La famille de Chiang Kuo-Ching, jugé coupable à tort du viol et du meutre d’une fillette de cinq ans et exécuté en 1997 à l’issue d’une détention de 314 jours, puis acquitté en septembre 2011 de manière posthume, lorsque l’affaire a été rejugée, a été indemnisée à hauteur de 131 millions de dollars taiwanais.

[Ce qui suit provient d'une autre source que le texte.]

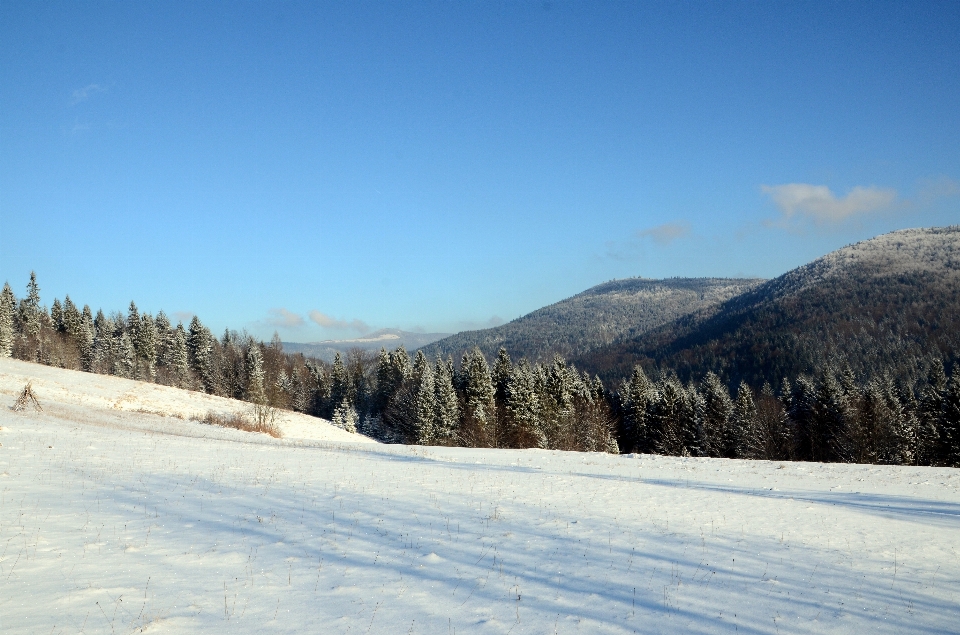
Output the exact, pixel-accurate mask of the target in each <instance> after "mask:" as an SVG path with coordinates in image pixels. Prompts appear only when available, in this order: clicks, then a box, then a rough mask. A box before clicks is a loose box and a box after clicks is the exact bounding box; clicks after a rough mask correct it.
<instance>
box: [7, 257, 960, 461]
mask: <svg viewBox="0 0 960 635" xmlns="http://www.w3.org/2000/svg"><path fill="white" fill-rule="evenodd" d="M39 291H40V289H39V286H38V285H37V281H36V276H35V275H34V274H31V277H30V282H29V283H28V285H27V293H26V295H25V296H24V297H23V298H22V299H19V300H18V299H17V298H16V296H15V295H14V293H13V291H12V290H11V288H10V285H9V284H6V285H5V286H4V288H3V291H2V292H0V356H13V357H16V358H18V359H23V360H28V361H33V362H39V363H44V364H48V365H52V366H59V367H63V368H72V369H77V370H84V371H87V372H95V373H102V374H109V375H115V376H119V377H127V378H131V379H139V380H143V381H153V382H156V383H160V384H165V385H171V386H176V387H180V388H187V389H191V390H201V391H204V392H207V393H210V394H216V395H220V396H224V397H231V398H234V399H241V400H245V401H249V402H251V403H255V404H267V405H271V406H274V407H278V408H285V409H290V410H294V411H298V412H303V413H306V414H310V415H314V416H318V417H322V418H325V419H329V420H330V421H332V422H333V423H334V425H337V426H339V427H341V428H344V429H346V430H350V431H354V432H361V433H363V434H366V435H368V436H372V437H375V438H377V439H380V440H382V441H385V442H391V443H416V444H424V445H450V446H466V447H497V448H531V447H536V448H545V449H558V450H578V451H600V452H643V453H657V454H667V455H677V456H707V457H726V458H752V459H768V460H784V461H785V460H798V461H826V462H837V461H842V462H857V463H884V464H904V465H943V466H955V467H957V466H960V364H955V365H954V368H953V372H952V373H951V374H950V375H949V377H948V375H947V373H946V370H945V368H944V365H943V362H942V360H940V359H939V358H936V357H933V358H932V361H931V362H930V363H929V365H928V368H927V373H926V377H925V379H923V380H920V381H916V382H913V383H912V384H908V383H903V382H898V381H897V380H896V379H895V378H892V377H890V376H887V375H884V374H882V373H879V372H878V374H876V375H875V376H871V377H857V376H855V375H854V373H853V372H852V371H851V370H850V367H849V365H845V364H844V363H843V360H842V359H837V360H836V363H831V364H826V365H825V366H824V367H823V368H822V369H821V370H820V371H819V372H816V373H814V374H810V375H800V376H797V377H794V378H792V379H787V378H785V379H783V381H782V382H781V385H780V386H779V387H778V389H777V390H774V389H773V388H772V387H771V386H770V384H769V383H765V384H764V385H763V386H762V387H761V388H760V390H759V391H756V390H754V389H753V388H752V387H750V386H749V385H747V384H746V383H745V382H740V384H739V386H737V388H736V390H734V391H732V392H731V391H730V389H729V386H728V385H727V384H726V383H725V382H724V381H723V379H722V378H721V377H720V376H718V375H717V374H714V373H712V372H710V373H707V374H706V375H705V376H704V377H703V378H702V379H701V380H700V381H688V382H687V383H686V384H684V383H682V382H681V381H680V380H679V379H678V377H677V375H676V374H675V373H673V372H670V371H664V372H660V373H657V375H656V377H655V378H654V379H651V378H650V377H648V375H647V374H646V373H645V372H644V370H643V368H642V367H640V366H636V367H635V368H634V369H633V373H632V375H631V376H630V377H629V378H628V379H626V380H624V381H622V382H621V383H620V385H619V386H617V387H616V388H614V389H608V388H607V387H605V386H604V384H603V383H602V382H601V381H600V379H599V378H597V377H596V376H590V375H589V374H587V373H584V372H580V371H578V370H577V369H576V368H575V367H574V366H573V365H570V364H568V363H567V362H566V361H565V360H564V359H563V358H561V357H560V356H555V357H554V358H553V361H552V362H550V363H530V362H529V361H527V360H526V359H520V360H519V361H517V362H514V361H513V360H511V359H510V356H509V355H508V354H507V352H506V351H505V350H503V349H501V350H500V351H499V353H498V355H497V356H496V358H495V359H494V360H493V363H492V365H490V364H489V362H488V360H487V358H486V357H485V356H484V354H483V353H482V352H481V351H480V350H479V349H478V348H474V349H473V350H471V351H468V352H467V353H466V354H464V355H463V357H462V358H461V359H460V360H459V363H458V364H455V363H454V361H453V359H452V358H450V357H447V358H445V359H444V358H441V357H439V356H438V357H437V358H436V359H433V360H431V359H428V358H427V357H426V355H425V354H424V353H423V351H418V352H417V353H416V354H415V355H414V356H413V357H412V358H411V356H410V355H409V354H408V353H407V351H406V350H405V349H404V348H403V347H399V348H397V349H396V350H394V351H391V352H388V351H386V350H385V349H381V350H380V352H379V354H378V355H376V356H373V355H370V354H369V353H366V352H365V351H362V350H359V349H355V350H352V351H350V352H349V353H347V355H345V356H341V355H339V354H337V356H336V357H335V359H334V361H333V363H332V364H328V363H326V362H323V361H321V360H317V359H311V358H306V357H304V356H303V355H301V354H288V353H285V352H284V351H283V346H282V344H281V343H280V339H279V337H278V336H277V335H276V334H275V335H274V337H273V340H272V341H271V342H269V343H264V342H262V341H258V340H256V339H255V338H253V337H252V336H250V335H249V334H246V333H244V332H241V333H238V332H236V331H231V330H226V331H225V332H224V334H223V335H222V336H221V337H219V338H218V337H216V336H214V335H213V333H211V331H210V330H209V329H208V328H207V327H206V326H204V325H203V323H202V322H201V321H200V319H199V318H198V317H197V316H193V318H192V319H191V320H190V322H189V324H188V325H187V326H186V327H185V326H184V325H183V323H182V322H181V323H178V324H177V325H176V326H174V325H173V324H172V323H171V321H170V319H169V318H168V317H167V316H166V314H164V312H163V311H160V312H159V313H157V315H156V316H153V315H151V314H149V313H145V312H141V311H139V310H138V309H137V307H136V304H135V303H133V302H131V303H130V307H129V308H128V310H127V312H126V314H122V313H119V312H115V313H112V314H110V315H105V314H104V313H103V311H97V313H96V315H94V314H93V313H92V311H91V310H90V308H89V306H87V305H85V306H84V307H83V308H82V309H80V308H78V307H77V305H76V304H74V302H73V301H72V300H71V299H70V297H69V296H67V297H66V298H65V299H64V301H63V302H60V300H59V299H57V300H54V302H53V304H52V306H51V308H50V309H49V310H48V309H47V308H46V307H45V306H41V304H40V294H39Z"/></svg>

Les juges ont estimés que les preuves sur lesquelles se construisaient l’accusation de Chiang Kuo-ching étaient insuffisantes et examinées selon des méthodes médico-légales trop anciennes. D’autre part, les aveux sur lesquels se fondaient le jugement ont été recueillis à l’époque d’une manière irrecevable puisqu’obtenus sous la contrainte. Chiang Kuo-ching avait été interrogé par les services secrets au lieu d’être normalement déféré aux services compétents. Le crime avait eu lieu sur une base militaire à Taipei alors que Chiang Kuo-ching, âgé de 21 ans, faisait son service militaire au sein de l’armée de l’Air.

Le montant de la réparation a été calculé en fonction des statistiques du ministère de l’Intérieur sur la base d’une espérance de vie moyenne de 77 ans à Taiwan. Une commission composée d’experts, de juges et de procureurs des tribunaux militaires doit maintenant se réunir pour déterminer qui des officiers, des fonctionnaires et des juges en charge du dossier en 1997 ou du ministère de la Défense devront payer les indemnités. La famille de Chiang Kuo-ching dispose d’un délai légal de 20 jours pour contester le montant des réparations.

A l’annonce de la décision de justice, Madame Wang, la mère de Chiang Kuo-ching, a déclaré que tout l’argent du monde ne lui ramènerait pas son fils pour l’innocence duquel elle s’est toujours battue. Elle s’est déclarée extrêmement peinée et a expliqué qu’elle continuerait à poursuivre l’ancien ministre de la Défense, Chen Chao-min, qui à l’époque des faits, était commandant de la base de l’armée de l’Air où a eu lieu le crime.